The UI uses custom fonts (font_en_12, font_en_24, font_en_64, font_en_bold_36). Status and light state can be updated from other tasks via async APIs; a periodic LVGL timer applies these updates safely on the LVGL task.
For alerts, full-screen overlays are shown:
- Emergency / alert flash – Red overlay when the Home button is pressed.
- Gas leak – Red overlay with “GAS LEAK!” and instructions; gas_alarm.wav plays.
- Intruder – Red overlay for motion detection.
Overlays auto-dismiss after a delay, and gas alarm playback stops when the gas overlay is dismissed.
5. Dependencies
5.1 ESP-IDF Components
The main component pulls in:
- driver – I2S, I2C, GPIO, RMT
- nvs_flash – Non-volatile storage
- esp_wifi, esp_event, esp_netif – WiFi
- mqtt – MQTT client
- esp_sntp – NTP
- esp_codec_dev – Audio codec
- esp-box, esp-box-lite, or esp-box-3 – Board support (via BSP)
- esp-sr – Wake word and command models
5.2 BSP (Board Support Package)
The BSP component (components/bsp) abstracts hardware for different ESP32-S3 Box boards. It depends on esp_codec_dev, button, and board-specific packages (espressif/esp-box, espressif/esp-box-lite, espressif/esp-box-3). For Kavach on ESP32-S3-BOX-3, it also uses aht20 (temperature/humidity) and at581x (radar). The BSP provides:
- Display (LCD, LVGL port)
- I2S for audio input/output
- I2C for codec and sensors
- SPIFFS mount
- IR TX/RX GPIO
- Button handling (Home, etc.)
5.3 External Storage
SPIFFS stores:
- Voice feedback WAVs: beep.wav, echo_en_ok.wav, echo_en_alerted.wav, echo_en_calling.wav, echo_en_help.wav, gas_alarm.wav
- IR configuration: ir_ac_on.cfg, ir_ac_off.cfg
WAVs must be 16 kHz, 16-bit mono/stereo to avoid conflicts with the voice pipeline. The SR handler up-samples 16 kHz to 48 kHz for playback when the codec runs at 48 kHz.
6. Connectivity Summary
WiFi: STA mode; connects to a configurable AP for NTP and MQTT.
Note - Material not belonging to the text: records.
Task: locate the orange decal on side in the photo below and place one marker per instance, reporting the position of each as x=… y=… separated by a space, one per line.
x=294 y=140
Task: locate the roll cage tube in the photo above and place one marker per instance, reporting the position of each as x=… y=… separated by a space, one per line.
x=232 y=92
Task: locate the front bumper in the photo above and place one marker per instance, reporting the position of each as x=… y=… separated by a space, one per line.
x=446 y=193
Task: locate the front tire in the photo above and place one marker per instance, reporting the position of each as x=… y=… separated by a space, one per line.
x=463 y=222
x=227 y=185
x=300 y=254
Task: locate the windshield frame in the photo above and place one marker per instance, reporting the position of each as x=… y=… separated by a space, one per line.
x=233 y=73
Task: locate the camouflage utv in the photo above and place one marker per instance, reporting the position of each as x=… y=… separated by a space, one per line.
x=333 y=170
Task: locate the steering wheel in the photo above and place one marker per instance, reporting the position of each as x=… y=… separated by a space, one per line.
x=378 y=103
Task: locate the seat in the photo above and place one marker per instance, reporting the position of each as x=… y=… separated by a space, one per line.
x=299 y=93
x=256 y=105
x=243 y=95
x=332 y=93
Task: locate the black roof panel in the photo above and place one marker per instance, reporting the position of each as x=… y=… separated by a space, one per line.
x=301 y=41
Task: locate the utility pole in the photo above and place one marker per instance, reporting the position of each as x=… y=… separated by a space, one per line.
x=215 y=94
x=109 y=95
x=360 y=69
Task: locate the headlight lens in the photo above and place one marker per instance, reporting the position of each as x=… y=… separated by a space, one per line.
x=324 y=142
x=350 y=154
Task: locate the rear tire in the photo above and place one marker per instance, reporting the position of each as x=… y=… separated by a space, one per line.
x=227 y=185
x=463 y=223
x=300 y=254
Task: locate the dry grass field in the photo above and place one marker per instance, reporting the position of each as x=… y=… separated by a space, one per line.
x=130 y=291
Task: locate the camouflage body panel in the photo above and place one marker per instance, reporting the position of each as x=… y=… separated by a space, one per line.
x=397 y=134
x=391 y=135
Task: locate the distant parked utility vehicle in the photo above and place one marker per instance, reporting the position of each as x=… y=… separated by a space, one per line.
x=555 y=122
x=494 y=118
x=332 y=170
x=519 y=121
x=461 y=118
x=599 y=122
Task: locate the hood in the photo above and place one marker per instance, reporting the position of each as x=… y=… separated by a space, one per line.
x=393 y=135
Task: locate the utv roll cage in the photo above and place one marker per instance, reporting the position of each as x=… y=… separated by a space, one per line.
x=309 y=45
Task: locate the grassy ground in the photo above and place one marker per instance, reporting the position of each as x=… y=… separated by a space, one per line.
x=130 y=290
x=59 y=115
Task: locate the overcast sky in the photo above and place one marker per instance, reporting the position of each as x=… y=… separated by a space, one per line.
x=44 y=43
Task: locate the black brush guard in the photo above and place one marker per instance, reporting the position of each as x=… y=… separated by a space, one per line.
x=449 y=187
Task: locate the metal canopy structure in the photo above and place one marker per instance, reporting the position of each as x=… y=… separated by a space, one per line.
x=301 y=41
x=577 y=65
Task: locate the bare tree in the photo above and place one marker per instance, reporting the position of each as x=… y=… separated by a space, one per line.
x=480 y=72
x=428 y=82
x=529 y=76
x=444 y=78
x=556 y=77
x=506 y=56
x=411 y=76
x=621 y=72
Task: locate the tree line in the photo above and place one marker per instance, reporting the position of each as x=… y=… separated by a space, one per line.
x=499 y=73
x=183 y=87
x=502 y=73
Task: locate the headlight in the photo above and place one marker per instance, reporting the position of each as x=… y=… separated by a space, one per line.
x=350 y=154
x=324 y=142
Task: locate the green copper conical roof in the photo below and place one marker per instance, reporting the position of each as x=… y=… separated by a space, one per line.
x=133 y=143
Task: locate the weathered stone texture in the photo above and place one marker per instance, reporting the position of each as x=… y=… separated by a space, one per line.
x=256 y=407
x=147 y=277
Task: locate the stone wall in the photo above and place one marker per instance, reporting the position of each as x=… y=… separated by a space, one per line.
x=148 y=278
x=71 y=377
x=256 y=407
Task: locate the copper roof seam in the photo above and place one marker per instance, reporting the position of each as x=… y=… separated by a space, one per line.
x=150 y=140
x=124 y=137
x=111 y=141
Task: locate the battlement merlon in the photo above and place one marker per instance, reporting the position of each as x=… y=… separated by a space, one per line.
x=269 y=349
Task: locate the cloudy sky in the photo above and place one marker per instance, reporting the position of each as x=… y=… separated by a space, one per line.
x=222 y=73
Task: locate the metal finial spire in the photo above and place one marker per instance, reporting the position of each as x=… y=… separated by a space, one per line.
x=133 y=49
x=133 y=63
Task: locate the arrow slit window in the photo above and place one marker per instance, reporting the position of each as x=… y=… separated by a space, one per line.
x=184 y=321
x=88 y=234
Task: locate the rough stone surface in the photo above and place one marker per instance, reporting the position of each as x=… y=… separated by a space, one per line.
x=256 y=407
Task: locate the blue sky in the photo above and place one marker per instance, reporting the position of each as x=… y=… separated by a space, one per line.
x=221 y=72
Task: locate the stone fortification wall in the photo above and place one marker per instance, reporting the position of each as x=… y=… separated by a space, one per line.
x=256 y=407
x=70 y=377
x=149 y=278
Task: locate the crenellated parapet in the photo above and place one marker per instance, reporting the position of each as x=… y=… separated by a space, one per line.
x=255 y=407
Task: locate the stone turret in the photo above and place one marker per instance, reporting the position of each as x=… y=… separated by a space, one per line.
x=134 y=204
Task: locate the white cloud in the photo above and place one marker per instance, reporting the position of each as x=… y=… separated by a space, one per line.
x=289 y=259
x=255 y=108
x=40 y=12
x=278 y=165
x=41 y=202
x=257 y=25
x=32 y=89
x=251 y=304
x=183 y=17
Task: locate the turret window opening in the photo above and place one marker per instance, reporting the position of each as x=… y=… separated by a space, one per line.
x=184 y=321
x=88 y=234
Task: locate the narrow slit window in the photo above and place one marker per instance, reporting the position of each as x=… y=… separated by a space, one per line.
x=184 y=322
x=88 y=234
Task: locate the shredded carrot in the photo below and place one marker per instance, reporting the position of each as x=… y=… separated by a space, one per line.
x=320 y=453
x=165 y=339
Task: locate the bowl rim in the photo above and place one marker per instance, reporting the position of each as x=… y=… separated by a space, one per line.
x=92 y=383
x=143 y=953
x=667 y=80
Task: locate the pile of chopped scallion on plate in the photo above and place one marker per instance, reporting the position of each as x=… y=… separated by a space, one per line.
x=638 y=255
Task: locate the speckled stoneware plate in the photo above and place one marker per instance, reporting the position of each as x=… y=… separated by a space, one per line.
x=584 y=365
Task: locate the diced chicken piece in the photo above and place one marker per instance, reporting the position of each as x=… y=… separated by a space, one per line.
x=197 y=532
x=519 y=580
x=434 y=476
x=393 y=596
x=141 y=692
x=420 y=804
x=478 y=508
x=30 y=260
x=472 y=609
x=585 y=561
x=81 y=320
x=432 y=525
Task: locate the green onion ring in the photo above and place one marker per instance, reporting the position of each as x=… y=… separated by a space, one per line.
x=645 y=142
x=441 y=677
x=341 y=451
MQTT: Connects to a configurable broker. Publishes help, appliance commands, and sensor data; subscribes to ping, gas, and intruder topics.
NTP: Uses standard NTP servers to keep the system clock correct for the UI.
IR: Receives learned codes via RMT on the IR RX GPIO; sends them via RMT with 38 kHz carrier on the IR TX GPIO.
I2S: Mic input for speech recognition; codec output for WAV playback.
I2C: Audio codec and sensors (on supported boards).
7. Build Configuration
sdkconfig.defaults configures:
- Target: esp32s3
- 16 MB flash, QIO
- SPIRAM (8 MB octal)
- Power saving and CPU frequency options
- ESP-SR multi-word wake (Hi ESP, Alexa)
- WiFi, FreeRTOS, mbedTLS options
- LVGL and BSP LCD buffer settings
- Kavach WiFi, MQTT, and topic settings
The project uses a custom partition table with a SPIFFS partition for voice and IR data.